Autour de 1946, la voiture était échangée contre une Ford “woodie” 1939 et quelque 10000 roupies (somme conséquente à l’époque) de soulte. Comme le Nawab Ahmed Yar Jung et le Nawab Zaheer Yar Jung étaient cousins, la transaction s’est effectuée par téléphone, et Zaheer Yar Jung a fait prendre la voiture immédiatement par son chauffeur. À cette époque, la Delahaye avait été repeinte en turquoise avec capote noire, le volant et le bouton de commande de la boîte Cotal recevant une finition ivoire. Dès
l’origine, cette 135 MS s’est montrée une véritable attraction, et le Nawab Ahmed Yar Jung précisait plus tard : « Quand j’allais voir un film au Plaza Cinema, le public sortait de la salle pour voir la voiture. »

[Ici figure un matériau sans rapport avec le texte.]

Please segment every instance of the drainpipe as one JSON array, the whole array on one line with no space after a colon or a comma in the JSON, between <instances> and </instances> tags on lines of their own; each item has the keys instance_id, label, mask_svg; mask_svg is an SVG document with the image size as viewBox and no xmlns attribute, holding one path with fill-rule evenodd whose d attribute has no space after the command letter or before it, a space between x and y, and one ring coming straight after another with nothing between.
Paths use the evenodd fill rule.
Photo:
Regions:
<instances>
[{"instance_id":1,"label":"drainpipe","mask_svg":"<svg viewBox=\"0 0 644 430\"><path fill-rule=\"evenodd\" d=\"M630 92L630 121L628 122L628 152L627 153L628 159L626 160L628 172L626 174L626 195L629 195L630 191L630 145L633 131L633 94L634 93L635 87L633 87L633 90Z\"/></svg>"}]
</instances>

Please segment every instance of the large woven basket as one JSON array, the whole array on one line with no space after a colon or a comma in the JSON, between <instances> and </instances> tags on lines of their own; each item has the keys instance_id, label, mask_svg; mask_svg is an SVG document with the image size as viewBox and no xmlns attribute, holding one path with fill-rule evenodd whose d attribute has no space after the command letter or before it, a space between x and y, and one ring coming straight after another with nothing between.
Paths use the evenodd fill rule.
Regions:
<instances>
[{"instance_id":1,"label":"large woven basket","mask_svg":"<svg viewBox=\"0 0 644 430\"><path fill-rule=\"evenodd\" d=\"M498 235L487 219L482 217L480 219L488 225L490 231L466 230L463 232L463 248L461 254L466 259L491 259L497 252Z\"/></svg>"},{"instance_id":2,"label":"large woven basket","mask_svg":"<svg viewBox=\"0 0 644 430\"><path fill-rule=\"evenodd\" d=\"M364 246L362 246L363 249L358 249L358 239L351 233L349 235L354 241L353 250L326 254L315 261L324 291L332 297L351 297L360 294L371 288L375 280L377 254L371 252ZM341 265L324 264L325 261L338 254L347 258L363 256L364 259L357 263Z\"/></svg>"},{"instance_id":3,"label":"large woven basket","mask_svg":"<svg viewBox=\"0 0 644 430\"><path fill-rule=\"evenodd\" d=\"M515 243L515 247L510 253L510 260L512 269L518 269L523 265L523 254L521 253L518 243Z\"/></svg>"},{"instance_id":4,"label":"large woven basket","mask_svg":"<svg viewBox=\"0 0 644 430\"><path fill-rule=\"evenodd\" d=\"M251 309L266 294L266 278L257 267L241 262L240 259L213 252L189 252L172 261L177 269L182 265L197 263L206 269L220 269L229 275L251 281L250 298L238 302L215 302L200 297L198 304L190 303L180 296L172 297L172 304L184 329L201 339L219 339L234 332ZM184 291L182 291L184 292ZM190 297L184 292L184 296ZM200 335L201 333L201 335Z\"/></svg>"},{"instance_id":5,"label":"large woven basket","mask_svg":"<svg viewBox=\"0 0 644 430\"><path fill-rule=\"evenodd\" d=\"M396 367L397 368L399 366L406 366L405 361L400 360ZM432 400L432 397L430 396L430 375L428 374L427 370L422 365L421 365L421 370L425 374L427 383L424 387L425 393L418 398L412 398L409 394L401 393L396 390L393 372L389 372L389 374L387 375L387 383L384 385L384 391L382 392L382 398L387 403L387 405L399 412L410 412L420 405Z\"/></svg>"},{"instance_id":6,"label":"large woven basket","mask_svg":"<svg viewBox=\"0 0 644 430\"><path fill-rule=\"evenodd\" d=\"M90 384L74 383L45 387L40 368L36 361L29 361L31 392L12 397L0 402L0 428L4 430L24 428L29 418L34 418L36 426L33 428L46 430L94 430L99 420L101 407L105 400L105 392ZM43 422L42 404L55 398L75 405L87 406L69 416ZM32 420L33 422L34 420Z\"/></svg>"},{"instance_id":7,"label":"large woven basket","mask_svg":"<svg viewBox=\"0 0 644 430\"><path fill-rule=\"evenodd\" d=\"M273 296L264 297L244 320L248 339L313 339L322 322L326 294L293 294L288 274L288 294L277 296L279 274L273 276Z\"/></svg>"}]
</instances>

En 1948, elle était envoyée à Bombay pour une réfection de la doublure de capote, juste après la partition de l’Inde et à peu près à l’époque où l’armée du Premier ministre Nehru envahie la région de Hyderabad pour détrôner le Nizam régnant, qui voulait à tout prix rester indépendant. Après la défaite du Nizam, la région reste agitée et la situation incertaine si bien que lors du retour avec son entourage du prince Basalath Jah, frère du Nizam de Hyderabad, le Nawab Yar Jung lui demande s’il pouvait venir avec la Delahaye. Le prince ne pouvant garantir la sécurité de la voiture que jusqu’à Sholapur, il a donc été décidé de la laisser à Bombay. C’est à ce stade que le Maharaja Hanwant Singh de Jodhpur récupère cet étonnant roadster pour la somme de 23000 roupies auprès de Bachoo Motors, où elle avait été laissée. Peu de temps avant son décès, le 26 janvier 1952, il la donnait à son jeune frère le Maharaj Himmat Singh.

Seulement 11 exemplaires de Delahaye 135 ont été
carrossés de cette façon par Figoni et Falaschi.

Mais peut-être l’épisode le plus singulier de l’histoire de cette voiture est survenu en 1965, quand Himmat Singh échangeait la Delahaye contre la Willys Jeep de son jeune frère Dalip. La Jeep avait été achetée 10 ans plus tôt lors d’une vente aux enchères à l’ambassade américaine de Dehli et, pendant les années 1950, avait servi au jeune Maharaj pour se balader sur les boulevards de Jodhpur. Mais au milieu des années 1960, Dalip Singh voulait passer à plus sportif après avoir vu une Austin-Healey lors d’une visite à Bombay. Quand il mentionnait son projet à son frère aîné, Himmat suggérait cet échange. Dalip ne pouvait pas refuser (dans la tradition rajput, vous ne pouvez pas dire non à vos aînés), malgré son peu d’enthousiasme pour cette imposante bizarrerie française.


Ainsi, en 1965, Dalip Singh s’est retrouvé propriétaire d’une Delahaye 135 de 1939. Il aurait été difficile d’imaginer que 50 ans plus tard, cette voiture qui fait partie des cinq survivantes des 11 Delahaye 135 à carrosserie Figoni et Falaschi lui appartiendrait encore, avec une valeur dépassant six millions d’euros.

En 2005, comme la peinture de la voiture commençait à se ternir, elle a bénéficié d’une remise en état dans son rouge vif d’origine. Ayant reçu le très convoité Best of Show lors de la première édition du concours d’élégance “Cartier Travel With Style” organisé en 2008 à Mumbai, elle a confirmé son statut de plus belle voiture ancienne actuellement en Inde.